[BugFix] Fix clear_parameters hang issue in MTP during weight cleanup in RL (#7522)

* fix mtp clear graph bugs in rl
2026-04-22 16:07:51 +08:00 · 2026-04-22 15:24:01 +08:00
parent e580cf0fef
commit 68dbe71d77
1 changed files with 9 additions and 2 deletions
@@ -2910,12 +2910,19 @@ class GPUModelRunner(ModelRunnerBase):
        # Clear CUDAGraph
        if self.use_cudagraph:
            self.model.clear_graph_opt_backend()
+            if (
+                self.speculative_decoding
+                and self.spec_method == SpecMethod.MTP
+                and self.graph_opt_config.draft_model_use_cudagraph
+            ):
+                self.proposer.model.clear_graph_opt_backend()

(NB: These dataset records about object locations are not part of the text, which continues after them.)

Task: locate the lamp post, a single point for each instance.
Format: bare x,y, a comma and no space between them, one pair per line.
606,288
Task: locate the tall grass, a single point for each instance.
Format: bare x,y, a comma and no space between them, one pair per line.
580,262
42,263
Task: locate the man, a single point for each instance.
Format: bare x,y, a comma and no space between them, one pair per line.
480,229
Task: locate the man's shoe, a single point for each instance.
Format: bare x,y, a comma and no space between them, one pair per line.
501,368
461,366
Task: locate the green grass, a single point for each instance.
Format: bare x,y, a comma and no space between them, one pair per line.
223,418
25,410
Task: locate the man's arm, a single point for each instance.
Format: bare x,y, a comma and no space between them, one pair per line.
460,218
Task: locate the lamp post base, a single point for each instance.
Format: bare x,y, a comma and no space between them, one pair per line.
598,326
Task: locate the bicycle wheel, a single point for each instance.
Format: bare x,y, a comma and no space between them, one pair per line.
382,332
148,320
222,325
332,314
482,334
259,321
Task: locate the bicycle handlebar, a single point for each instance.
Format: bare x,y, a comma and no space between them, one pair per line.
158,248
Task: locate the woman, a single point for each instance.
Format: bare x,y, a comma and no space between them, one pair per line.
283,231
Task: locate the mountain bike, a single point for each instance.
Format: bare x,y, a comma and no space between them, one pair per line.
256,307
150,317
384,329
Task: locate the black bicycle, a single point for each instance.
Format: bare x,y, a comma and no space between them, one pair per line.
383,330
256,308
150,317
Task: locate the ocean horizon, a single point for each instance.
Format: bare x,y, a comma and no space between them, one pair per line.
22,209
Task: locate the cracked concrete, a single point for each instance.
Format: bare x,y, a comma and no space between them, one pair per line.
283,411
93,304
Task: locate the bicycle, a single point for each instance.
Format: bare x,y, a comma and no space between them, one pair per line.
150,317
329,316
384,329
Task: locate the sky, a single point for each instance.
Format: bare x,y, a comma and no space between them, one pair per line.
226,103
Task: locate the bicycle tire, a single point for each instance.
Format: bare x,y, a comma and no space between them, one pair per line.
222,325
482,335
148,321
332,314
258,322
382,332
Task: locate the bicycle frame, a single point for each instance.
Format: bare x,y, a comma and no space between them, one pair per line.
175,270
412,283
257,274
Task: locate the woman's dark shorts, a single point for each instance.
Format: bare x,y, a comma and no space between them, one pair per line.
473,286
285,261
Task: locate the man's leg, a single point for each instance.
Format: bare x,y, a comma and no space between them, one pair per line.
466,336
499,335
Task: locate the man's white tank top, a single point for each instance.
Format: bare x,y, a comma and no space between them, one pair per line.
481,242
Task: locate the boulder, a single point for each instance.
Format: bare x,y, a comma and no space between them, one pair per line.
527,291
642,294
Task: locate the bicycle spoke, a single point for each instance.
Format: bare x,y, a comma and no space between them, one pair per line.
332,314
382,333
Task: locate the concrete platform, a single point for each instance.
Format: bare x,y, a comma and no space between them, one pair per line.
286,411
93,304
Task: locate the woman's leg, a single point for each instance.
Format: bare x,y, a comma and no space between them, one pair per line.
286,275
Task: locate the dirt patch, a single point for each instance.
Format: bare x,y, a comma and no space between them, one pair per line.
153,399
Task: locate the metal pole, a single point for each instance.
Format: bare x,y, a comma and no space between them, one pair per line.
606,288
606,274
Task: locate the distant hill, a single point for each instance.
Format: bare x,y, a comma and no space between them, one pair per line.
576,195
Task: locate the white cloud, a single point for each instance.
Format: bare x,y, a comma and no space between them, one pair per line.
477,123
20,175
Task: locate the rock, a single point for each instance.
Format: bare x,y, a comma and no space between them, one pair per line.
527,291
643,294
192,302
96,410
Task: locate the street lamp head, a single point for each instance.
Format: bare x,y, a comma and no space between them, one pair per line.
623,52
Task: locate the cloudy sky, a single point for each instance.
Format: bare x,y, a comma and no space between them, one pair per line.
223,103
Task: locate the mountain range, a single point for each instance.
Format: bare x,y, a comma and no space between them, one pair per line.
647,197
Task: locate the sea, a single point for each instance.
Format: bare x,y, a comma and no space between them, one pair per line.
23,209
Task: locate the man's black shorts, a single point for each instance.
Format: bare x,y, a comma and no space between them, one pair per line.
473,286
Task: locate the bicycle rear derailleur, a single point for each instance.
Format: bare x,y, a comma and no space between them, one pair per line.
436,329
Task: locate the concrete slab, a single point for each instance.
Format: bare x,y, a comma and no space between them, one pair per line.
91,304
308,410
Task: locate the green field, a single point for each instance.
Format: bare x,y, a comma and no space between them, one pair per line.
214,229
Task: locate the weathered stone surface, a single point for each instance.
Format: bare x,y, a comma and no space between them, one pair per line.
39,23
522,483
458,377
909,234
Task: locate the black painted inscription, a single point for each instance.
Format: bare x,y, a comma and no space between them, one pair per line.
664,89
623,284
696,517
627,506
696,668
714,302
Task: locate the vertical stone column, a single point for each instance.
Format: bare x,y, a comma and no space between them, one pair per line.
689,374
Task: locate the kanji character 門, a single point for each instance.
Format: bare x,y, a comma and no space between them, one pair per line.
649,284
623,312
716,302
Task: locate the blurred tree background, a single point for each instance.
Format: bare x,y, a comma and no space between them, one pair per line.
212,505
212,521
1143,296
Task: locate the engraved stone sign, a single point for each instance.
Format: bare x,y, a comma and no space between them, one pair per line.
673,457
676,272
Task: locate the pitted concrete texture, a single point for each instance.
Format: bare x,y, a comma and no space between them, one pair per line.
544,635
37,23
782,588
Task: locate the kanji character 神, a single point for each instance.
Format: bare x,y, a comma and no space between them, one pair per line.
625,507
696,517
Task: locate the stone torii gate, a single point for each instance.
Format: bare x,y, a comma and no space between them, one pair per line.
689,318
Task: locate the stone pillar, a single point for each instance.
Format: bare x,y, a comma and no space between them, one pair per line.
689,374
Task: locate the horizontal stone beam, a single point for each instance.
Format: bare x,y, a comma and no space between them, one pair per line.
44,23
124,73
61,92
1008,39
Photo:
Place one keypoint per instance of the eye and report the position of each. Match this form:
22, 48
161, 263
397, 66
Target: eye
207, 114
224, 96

        # Clear parameters and Send single
        self.dynamic_weight_manager.clear_parameters(
            pid, self.fd_config.parallel_config.shutdown_comm_group_if_worker_idle
        )
-        if self.spec_method == SpecMethod.MTP:
-            self.proposer.model.clear_graph_opt_backend()
+
+        # NOTE(wangyanpeng): MTP cache must be cleared before clearing the main KV cache
+        if self.speculative_decoding and self.spec_method == SpecMethod.MTP:
            self.proposer.clear_mtp_cache()
        self.clear_cache()
        paddle.device.cuda.empty_cache()